From: Wes Deviers <wdevie () hrcsb org>
Date: Thu, 3 Dec 2009 10:56:03 -0500

On Thursday 03 December 2009 10:08:03 am Valdis.Kletnieks () vt edu wrote: 
4) Do you know that most of temperature measurement is done in urban 
areas, biasing the measurement?

I'm pretty sure everybody is pretty aware it's warmer in the cities, that
effect has been understood for centuries. Heck, my local TV weatherman
will say stuff like "It's going to be about 90F here in Roanoke, and a
little cooler out in the countryside" or even "Driving conditions here
in the city should be OK, but the roads in outlying areas will be freezing
up".

So you're saying that a TV weatherman at a small station knows more
about weather prediction than the guys at IPCC/ Give me a *break*.

Unless youre referring to the fact that there's a higher density of
measurements in urban areas (for example, could be 1 per square mile in
the city but only 1 per 40 square miles in the country).  Rest assured
that is *not* a major challenge for anybody who actually understands how
to do modelling, because you *never* get a nice perfect rectangular mesh
of perfect sensor readings. You get messy data, broken sensors, that
one area you couldn't put sensors into the experiment because there was
a structural support there, the subject sneezed and moved slightly,
etc etc etc.  So dealing with missing/incomplete data has been understood
for as long as scientists have been analyzing datasets.

I think he was referring to the idea that previously rural senors are becoming 
urban without necessarily taking that into account when you look at the data.

For instance, say you have 30 weather stations along the stretch of 81 between 
Blacksburg and Roanoke that were put in place in the 1950s and have been 
continually monitored.  As Roanoke and the Blacksburg/Christiansburg Greater 
Metropolitan Area of Traffic Growth have expanded towards each other, the heat-
island effect would have expanded with it.  So assume 10 of the 30 sensors have 
shown continuous temperature increases since 1950.  How much of that is due to 
global warming, and how much of that is due to urban expansion? 

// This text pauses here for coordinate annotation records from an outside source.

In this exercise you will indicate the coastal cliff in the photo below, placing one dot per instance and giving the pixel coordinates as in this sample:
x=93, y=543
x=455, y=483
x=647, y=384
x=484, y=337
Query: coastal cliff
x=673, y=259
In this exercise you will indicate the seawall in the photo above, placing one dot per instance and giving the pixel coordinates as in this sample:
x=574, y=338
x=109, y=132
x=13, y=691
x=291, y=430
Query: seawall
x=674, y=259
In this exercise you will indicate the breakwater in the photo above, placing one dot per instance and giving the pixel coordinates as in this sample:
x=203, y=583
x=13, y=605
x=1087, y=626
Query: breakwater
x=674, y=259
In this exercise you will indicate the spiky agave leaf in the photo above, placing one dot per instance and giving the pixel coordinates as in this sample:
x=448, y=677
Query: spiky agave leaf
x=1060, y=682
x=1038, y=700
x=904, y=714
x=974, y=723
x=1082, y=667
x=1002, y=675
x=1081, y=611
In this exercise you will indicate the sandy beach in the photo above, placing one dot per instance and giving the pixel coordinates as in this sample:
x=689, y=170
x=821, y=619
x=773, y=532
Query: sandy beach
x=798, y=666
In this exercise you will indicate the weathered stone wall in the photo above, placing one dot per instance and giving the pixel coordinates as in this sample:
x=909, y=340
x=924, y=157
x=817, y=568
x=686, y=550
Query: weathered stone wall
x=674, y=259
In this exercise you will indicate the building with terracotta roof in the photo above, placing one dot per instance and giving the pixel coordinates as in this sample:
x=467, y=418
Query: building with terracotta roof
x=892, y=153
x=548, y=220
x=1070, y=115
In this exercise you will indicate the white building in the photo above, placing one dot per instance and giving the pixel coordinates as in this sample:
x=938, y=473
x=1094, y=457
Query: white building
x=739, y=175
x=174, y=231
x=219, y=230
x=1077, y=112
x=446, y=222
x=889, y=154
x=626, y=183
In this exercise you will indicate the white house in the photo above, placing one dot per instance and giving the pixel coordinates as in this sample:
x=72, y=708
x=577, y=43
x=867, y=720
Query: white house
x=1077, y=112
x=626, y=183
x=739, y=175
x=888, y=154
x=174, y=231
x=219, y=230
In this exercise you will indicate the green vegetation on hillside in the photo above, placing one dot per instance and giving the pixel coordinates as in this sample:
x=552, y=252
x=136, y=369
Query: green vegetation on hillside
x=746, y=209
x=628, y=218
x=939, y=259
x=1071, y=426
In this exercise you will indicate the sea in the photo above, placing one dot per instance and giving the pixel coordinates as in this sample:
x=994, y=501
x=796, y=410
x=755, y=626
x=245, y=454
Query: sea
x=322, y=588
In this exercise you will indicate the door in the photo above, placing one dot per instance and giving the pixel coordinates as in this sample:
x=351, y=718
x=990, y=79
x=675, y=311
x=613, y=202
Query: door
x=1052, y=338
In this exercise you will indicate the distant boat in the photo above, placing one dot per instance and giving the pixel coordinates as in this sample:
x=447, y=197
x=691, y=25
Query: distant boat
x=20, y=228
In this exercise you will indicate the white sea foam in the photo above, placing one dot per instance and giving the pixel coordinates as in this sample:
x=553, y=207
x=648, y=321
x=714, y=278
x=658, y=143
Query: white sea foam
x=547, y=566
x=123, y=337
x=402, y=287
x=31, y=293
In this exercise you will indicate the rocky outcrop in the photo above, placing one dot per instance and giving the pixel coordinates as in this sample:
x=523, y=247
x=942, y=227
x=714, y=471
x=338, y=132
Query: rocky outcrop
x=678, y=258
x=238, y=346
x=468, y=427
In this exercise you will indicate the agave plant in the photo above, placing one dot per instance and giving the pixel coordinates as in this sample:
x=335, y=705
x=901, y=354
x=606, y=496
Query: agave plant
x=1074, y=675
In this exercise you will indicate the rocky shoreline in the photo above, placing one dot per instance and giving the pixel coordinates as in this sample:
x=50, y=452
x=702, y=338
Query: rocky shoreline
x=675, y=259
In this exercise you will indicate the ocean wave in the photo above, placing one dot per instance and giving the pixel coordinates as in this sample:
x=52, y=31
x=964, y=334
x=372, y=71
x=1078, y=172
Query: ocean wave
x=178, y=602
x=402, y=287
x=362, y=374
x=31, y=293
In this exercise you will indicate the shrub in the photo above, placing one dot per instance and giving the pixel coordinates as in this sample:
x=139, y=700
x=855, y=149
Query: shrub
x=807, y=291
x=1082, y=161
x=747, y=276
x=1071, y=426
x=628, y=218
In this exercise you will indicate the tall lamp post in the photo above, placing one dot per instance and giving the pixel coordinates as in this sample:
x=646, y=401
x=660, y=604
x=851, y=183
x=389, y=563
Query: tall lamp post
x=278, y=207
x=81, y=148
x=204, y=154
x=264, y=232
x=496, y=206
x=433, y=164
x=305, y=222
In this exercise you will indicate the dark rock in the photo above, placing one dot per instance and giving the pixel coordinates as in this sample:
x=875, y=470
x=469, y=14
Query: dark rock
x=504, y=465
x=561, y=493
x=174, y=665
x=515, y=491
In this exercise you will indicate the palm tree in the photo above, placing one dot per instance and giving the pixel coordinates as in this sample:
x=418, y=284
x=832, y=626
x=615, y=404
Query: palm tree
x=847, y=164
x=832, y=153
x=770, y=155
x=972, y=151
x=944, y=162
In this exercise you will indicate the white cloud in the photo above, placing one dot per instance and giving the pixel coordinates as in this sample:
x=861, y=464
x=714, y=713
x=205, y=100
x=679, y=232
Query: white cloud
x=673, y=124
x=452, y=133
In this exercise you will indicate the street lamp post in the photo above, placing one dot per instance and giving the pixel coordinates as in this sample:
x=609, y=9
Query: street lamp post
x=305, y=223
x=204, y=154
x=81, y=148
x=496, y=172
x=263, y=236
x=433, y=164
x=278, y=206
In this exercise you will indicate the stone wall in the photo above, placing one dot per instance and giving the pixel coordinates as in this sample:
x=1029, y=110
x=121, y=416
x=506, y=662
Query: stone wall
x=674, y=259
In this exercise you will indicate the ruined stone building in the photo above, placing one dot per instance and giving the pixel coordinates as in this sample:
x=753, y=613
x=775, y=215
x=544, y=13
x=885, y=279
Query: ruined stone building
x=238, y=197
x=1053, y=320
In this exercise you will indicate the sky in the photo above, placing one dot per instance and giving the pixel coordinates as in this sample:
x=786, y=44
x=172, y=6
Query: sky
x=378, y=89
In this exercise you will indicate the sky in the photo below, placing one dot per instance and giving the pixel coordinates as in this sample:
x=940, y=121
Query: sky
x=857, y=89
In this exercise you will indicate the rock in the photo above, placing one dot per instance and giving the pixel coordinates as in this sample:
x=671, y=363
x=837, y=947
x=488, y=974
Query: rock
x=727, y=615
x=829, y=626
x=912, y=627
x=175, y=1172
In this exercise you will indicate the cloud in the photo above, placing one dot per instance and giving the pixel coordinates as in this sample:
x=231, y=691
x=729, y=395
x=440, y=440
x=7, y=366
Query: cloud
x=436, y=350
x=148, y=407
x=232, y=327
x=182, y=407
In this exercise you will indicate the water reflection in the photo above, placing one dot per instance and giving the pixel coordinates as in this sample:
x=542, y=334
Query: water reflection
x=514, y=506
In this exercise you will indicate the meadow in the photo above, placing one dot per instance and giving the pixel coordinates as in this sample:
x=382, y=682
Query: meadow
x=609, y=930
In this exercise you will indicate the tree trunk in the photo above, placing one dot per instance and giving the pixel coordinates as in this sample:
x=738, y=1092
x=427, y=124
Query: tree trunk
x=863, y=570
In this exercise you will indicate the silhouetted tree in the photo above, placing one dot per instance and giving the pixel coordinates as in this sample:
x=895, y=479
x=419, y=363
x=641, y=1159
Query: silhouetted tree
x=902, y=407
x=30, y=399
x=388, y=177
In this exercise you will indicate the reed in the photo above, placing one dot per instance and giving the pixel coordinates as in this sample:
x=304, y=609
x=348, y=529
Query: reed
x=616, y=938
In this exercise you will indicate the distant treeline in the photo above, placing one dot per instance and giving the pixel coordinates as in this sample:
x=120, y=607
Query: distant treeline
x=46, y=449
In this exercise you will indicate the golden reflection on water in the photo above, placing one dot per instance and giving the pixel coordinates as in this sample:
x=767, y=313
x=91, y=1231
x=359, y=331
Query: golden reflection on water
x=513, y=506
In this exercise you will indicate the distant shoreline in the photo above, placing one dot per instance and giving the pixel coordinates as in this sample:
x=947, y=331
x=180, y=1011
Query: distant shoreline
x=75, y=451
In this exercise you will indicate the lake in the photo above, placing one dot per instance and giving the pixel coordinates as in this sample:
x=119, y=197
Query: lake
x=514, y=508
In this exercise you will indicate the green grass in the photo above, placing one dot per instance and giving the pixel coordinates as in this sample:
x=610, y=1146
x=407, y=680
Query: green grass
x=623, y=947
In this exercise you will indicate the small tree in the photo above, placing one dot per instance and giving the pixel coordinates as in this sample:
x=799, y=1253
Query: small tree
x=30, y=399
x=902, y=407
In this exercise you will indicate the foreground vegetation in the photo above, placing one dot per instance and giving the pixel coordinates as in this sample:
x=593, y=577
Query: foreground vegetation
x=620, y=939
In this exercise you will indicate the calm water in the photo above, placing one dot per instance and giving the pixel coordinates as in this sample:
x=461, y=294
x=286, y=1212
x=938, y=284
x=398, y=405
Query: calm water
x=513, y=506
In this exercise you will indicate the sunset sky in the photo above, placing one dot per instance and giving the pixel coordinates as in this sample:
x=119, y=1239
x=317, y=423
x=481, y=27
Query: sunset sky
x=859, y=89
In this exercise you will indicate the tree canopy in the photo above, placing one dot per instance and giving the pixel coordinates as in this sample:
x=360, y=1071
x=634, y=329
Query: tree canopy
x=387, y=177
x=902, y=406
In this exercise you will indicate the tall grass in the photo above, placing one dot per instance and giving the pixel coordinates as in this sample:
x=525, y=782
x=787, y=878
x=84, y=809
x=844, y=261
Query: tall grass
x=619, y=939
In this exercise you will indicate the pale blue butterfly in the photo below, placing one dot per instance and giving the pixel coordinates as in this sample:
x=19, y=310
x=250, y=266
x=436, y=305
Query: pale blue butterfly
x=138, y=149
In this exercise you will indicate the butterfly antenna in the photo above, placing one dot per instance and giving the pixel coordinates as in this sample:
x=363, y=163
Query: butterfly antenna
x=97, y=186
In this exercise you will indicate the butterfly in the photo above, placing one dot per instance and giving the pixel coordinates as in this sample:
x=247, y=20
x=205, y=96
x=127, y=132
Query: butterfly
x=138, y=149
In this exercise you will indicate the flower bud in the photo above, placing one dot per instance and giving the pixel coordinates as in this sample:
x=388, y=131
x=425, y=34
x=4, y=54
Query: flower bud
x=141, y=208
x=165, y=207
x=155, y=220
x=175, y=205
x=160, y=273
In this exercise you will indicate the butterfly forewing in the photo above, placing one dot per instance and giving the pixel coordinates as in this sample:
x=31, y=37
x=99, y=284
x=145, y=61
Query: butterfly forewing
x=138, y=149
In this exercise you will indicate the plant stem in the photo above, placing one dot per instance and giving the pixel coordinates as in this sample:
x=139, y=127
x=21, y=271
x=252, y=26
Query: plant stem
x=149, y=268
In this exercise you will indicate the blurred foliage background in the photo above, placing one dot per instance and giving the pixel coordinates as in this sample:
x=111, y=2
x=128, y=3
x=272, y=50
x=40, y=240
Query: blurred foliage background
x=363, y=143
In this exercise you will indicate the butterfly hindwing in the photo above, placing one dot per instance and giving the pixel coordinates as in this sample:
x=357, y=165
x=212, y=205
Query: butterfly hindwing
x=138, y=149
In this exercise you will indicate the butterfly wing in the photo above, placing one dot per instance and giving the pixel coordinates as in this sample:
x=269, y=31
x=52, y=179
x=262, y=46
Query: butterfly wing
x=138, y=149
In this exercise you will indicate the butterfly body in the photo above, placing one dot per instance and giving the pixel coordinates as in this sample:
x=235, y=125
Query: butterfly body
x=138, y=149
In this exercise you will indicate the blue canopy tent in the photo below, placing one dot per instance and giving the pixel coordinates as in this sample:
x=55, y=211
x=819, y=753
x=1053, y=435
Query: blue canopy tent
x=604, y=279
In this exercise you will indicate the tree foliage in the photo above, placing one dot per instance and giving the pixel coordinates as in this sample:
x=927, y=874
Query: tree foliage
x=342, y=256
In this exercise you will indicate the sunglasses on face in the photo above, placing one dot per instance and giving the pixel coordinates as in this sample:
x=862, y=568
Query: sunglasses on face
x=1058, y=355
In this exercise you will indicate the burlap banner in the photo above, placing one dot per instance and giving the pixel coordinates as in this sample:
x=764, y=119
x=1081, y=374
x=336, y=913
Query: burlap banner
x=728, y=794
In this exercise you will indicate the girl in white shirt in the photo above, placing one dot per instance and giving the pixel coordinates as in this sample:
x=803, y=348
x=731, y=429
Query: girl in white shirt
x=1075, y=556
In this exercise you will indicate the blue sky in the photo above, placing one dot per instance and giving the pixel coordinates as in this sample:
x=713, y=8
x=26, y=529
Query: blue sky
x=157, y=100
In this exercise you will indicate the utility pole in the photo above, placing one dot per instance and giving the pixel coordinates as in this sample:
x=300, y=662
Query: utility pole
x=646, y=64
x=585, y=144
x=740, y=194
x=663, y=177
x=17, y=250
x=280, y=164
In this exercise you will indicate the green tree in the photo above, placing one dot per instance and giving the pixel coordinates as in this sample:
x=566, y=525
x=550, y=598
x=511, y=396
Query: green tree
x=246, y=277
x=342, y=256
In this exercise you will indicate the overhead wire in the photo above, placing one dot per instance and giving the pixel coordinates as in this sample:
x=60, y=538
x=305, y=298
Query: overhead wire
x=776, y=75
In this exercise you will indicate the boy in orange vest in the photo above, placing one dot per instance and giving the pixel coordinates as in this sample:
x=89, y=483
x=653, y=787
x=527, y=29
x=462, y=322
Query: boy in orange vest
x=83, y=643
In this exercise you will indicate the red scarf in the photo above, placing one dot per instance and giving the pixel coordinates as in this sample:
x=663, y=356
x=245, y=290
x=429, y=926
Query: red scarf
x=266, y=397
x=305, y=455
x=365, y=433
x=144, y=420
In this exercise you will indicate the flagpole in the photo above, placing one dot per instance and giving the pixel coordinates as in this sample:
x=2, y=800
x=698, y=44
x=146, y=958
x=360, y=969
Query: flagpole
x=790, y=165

A climatologist at VT would take that into account in their localized studies.  
Somebody at NOAA, viewing raw numbers in a text file, has no way to control for 
that.  It's not that cities are hotter, is that the hot areas around cities 
expand with the cities, and national or international datasets cannot account 
for it.  

If just 5% of your weather data points from 1960 were rural but in 2009 are 
urban or suburban, how much does that skew the entire set?